Pengobatan tuberkulosis terbagi menjadi 2 fase yaitu fase intensif (2 bulan) dan fase
lanjutan 4 bulan. Tahap Intensif: mendapat obat setiap hari dan perlu diawasi secara
langsung untuk mencegah terjadinya resistensi obat. Bila diberikan dengan tepat maka
pasien menular menjadi tidak menular dalam waktu 2 minggu. Sebagian besar pasien TB
BTA positif menjadi BTA negatif dalam 2 bulan. (Bahar A, et Al . 2009). Tahap lanjutan:
tahap yang sangat penting untuk membunuh kuman persisten sehingga mencegah
terjadinya kekambuhan. (Bahar A, et Al . 2009). Pada pasien ini, pengobatan dibantu oleh
anak beliau untuk diingatkan agar rutin minum obat, dengan harapan tidak terjadinya
resistensi OAT pada pasien. Pasien sering melakukan kontrol ke puskesmas dan juga
untuk pengambilan obat.
Pada hasil wawancara, pasien termasuk Kategori 1 dengan pasien kasus baru TB
Paru BTA positif yang dimana Kategori 1 (2RHZE/4R3H3), diberikan untuk: Pasien kasus
baru TB paru BTA positif, Pasien kasus baru TB paru BTA negatif foto toraks positif,
Pasien TB ekstra paru (Kementerian Kesehatan RI. 2015).
Berdasarkan wawancara juga didapatkan baik pasien maupun keluarga memiliki
pengetahuan yang baik tentang penyakit tuberkulosis, yang mana pengetahuan dan
pemahaman seseorang tentang penyakit tuberkulosis dan pencegahan penularannya
memegang peranan penting dalam keberhasilan upaya pencegahan penularan penyakit
tuberkulosis.
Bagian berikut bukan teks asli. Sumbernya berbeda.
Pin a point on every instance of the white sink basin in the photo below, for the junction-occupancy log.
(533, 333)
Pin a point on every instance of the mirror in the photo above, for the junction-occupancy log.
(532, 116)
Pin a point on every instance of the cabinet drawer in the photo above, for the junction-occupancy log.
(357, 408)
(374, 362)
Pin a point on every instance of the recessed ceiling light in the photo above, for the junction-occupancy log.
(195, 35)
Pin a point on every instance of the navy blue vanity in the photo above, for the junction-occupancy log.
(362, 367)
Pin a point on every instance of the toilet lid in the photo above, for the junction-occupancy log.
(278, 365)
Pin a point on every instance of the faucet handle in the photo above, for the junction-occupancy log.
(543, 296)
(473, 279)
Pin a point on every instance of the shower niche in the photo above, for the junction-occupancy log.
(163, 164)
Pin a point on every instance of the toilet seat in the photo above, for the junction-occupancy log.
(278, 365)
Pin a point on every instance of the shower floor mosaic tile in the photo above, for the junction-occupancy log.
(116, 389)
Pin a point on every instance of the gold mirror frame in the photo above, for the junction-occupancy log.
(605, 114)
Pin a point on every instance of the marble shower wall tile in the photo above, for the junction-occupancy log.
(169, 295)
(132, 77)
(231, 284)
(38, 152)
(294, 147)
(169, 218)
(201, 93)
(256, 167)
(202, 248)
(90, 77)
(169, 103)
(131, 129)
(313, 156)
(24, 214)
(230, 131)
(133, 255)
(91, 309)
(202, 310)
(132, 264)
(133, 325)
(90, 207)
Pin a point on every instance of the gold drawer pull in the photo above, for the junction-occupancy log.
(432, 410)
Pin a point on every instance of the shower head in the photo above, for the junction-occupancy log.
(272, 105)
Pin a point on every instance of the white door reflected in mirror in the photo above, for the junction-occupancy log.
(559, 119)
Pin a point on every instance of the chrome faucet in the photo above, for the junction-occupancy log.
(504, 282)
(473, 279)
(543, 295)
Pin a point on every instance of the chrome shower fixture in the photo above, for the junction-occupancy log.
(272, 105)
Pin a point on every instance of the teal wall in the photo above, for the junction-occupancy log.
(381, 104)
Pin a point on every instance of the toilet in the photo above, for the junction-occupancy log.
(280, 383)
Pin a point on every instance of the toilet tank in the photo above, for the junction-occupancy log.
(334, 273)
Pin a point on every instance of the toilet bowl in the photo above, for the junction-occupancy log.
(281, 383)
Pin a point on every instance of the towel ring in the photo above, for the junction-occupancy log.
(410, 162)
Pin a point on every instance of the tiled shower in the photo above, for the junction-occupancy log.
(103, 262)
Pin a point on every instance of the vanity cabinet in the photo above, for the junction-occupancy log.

Hal itu dapat dinilai berdasarkan questioner Family APGAR, dimana pasien
mendapatkan dukungan penuh dalam aspek adaptasi, kemitraan, pertumbuhan, kasih
sayang dan kebersamaan dalam menangani penyakitnya terutama istri dan anak yang
selama ini merawat beliau.
Skor dari Family APGAR pasien adalah 10 yang mana mengindikasikan fungsi
keluarga yang sangat baik meski Family circle dari pasiennya kecil. Walau pun begitu,
pasien mendapat dukungan yang sangat baik dari aspek ekonomi, social, spiritual dan
sebagainya dari Family circle tersebut sehingga pasien berasa aman dan puas terhadap
dirinya sekarang. Dukungan keluarga merupakan salah satu faktor yang mempengaruhi
kepatuhan untuk pengobatan TB Paru, dimana keluarga inti maupun keluarga besar
berfungsi sebagai sistem pendukung bagi anggota keluarganya. Fungsi dasar keluarga
yaitu fungsi perawatan kesehatan.Fungsi perawatan kesehatan adalah kemampuan
keluarga untuk merawat anggota keluarga yang mengalami masalah kesehatan (Fatmala
K et. all, 2017).
Penelitian yang dilakukan oleh Trilianto A.E. et all, dari 157 responden (pasien TB) di
Kabupaten Bondowoso, terdapat 139 responden yang mendapatkan dukungan yang baik
dari keluarga mereka dan 132 (94.96%) darinya merupakan responden yang patuh minum
OAT dan tuntas sehingga kembali sembuh. Hal ini menunjukkan bahwa penting dan
besarnya peran dari anggota keluarga dalam membantu pasien mengurus dan melawan
penyakit yang diderita sehingga mendapatkan hasil yang terbaik diinginkan.
DAFTAR PUSTAKA
Bahar A, Amin Z. 2009. Tuberkulosis Paru.Ilmu Penyakit Dalam. Edisi V. Jakarta: Balai
penerbit FKUI.
Depkes, RI., 2005, Pharmaceutical Care untuk Penyakit Tuberkulosis, Direktorat Bina
Farmasi Komunitas dan Klinik Ditjen Bina Kefarmasian dan Alat Kesehatan
Departemen Kesehatan, Jakarta.
Dinas kesehatan Provinsi Sulawesi Selatan, 2015. Profil kesehatan provinsi Sulawesi.
Kementerian Kesehatan RI. 2015. Petunjuk teknis pelayanan tuberkulosis bagi peserta
jaminan kesehatan nasional.
Mansjoer A, Triyanti K, Savitri R, Wardani WI, Setiowulan W. 2001. Kapita Selekta
Kedokteran. Edisi III. Jakarta : Media Aesculapius FKUI
Pedoman Diagnosis & Penatalaksanaan Tuberkulosis di Indonesia. 2011Perhimpunan
dokter paruIndonesia.
WHO ,2004. Global tuberculosis report 2004. World Health Organization,Geneva.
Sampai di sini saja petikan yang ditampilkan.